Not leaving the EU on March 29 as originally scheduled has apparently caused the Tories to lose the support of the electorate, either to Labour or UKIP. It’s the worst poll for the Tories in five years, and the worst may be yet to come. Now, the new Brexit Party, fronted by Nigel Farage, threatens to erode Conservative support even more. 

“It was on the 29th [of March] when we didn’t leave; that’s when this has all gone wrong. Up until then, people were prepared to give Theresa May the benefit of the doubt,” Smith said.

“The big problem was as soon as we didn’t leave, you could see all the poll ratings starting to crash. And it’s wholly linked to the fact that Leave or Remain, they were all expecting us to go, and when we didn’t go it looked like a complete breach with the pledge that we had made, and that’s a disaster for a political party.”

As of now, if the country is still going to leave the EU, the U.K. is looking at having to hold essentially meaningless elections for the European Parliament. The new leave date is October 31, unless May’s deal or some other plan is agreed to before then.

Many in the Conservative Party are openly suggesting that the party boycott the May 23 EU elections. Almost 40 Conservative association chairmen have written to May to say that they will not take part in the coming elections, as it would be “inconsistent and unprincipled to do so.”

The letter, which was acquired by the Daily Mail, accuses May of breaking “solemn pledges” to honor the 2016 referendum by delaying Brexit. Further, if Brexit is still to happen, the letter insists that contesting in the EU elections in any way would be both fruitless and a gigantic waste of time and resources. The election is projected to cost £110 million ($140 million).

Iain Duncan Smith agrees with the letter’s writers. “I really urge the prime minister to be very clear with them, we’re not fighting the European elections. Any idea of doing that is disaster. If we make that clear today and say we are going to leave, deal or no deal, before the Euro elections, I think the public will start to snap back and say, ‘ok, these people mean business,’ and when we do it, that’s the moment when we’ll end all of the nonsense from these other peripheral parties like UKIP and the Brexit Party,” Smith said.

Currently, 27of the 73 U.K. members of the EU Parliament are Tories.

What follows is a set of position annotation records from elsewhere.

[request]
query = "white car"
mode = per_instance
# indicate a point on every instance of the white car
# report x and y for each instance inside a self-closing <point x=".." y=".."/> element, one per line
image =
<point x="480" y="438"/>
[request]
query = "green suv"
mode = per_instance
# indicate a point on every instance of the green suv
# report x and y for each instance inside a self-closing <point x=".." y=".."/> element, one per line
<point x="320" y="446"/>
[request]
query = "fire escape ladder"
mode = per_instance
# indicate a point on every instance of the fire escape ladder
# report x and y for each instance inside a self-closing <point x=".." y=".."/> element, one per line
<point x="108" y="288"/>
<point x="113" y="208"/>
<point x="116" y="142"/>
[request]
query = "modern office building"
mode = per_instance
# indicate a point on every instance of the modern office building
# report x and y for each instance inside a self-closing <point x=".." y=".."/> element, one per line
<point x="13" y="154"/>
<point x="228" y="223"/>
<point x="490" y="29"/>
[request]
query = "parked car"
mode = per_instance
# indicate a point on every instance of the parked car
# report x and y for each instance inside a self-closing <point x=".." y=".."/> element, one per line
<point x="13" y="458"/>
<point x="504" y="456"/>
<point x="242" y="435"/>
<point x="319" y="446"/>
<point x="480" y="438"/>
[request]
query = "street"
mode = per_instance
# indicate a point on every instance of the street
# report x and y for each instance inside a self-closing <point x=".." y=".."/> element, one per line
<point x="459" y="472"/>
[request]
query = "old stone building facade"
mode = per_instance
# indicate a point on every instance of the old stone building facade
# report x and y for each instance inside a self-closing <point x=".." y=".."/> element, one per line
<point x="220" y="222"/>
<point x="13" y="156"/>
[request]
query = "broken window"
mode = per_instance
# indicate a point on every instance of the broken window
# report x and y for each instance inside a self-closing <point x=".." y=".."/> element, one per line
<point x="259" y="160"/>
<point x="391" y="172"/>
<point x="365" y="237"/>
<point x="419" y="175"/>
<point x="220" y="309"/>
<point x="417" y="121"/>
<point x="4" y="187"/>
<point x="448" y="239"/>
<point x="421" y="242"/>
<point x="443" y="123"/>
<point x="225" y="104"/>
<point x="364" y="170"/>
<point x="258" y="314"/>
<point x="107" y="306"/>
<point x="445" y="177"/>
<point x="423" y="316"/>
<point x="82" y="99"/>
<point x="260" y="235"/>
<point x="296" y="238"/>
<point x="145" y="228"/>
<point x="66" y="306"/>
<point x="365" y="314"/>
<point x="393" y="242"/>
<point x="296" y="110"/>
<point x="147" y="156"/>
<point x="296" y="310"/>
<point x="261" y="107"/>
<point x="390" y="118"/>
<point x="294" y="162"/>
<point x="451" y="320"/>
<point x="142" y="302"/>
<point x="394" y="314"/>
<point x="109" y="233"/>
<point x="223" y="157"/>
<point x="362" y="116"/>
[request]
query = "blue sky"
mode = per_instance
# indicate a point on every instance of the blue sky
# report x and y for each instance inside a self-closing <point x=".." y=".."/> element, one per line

May has consistently said that she does not want the U.K. to take part in the EU elections and insists that the U.K. can cancel the elections as late as 24 hours prior to their occurrence. But that rings hollow in the ears of hardline Brexiteers, who wonder at the wisdom of holding the elections at all, given that the U.K.’s goal is to leave the EU, and it’s past the time when that should have happened. If Brexit is to happen, as May insists it will, the EU elections are a complete waste of time and money.

Iain Duncan Smith is right. May needs to step aside sooner rather than later. Her rhetoric aside, May’s actions have been, at the very least, confusing to her party members and the British citizens. Nobody, not in her party, the Labour Party, Parliament at large, the U.K. citizenry, and maybe not even in the EU understands what she’s doing any more.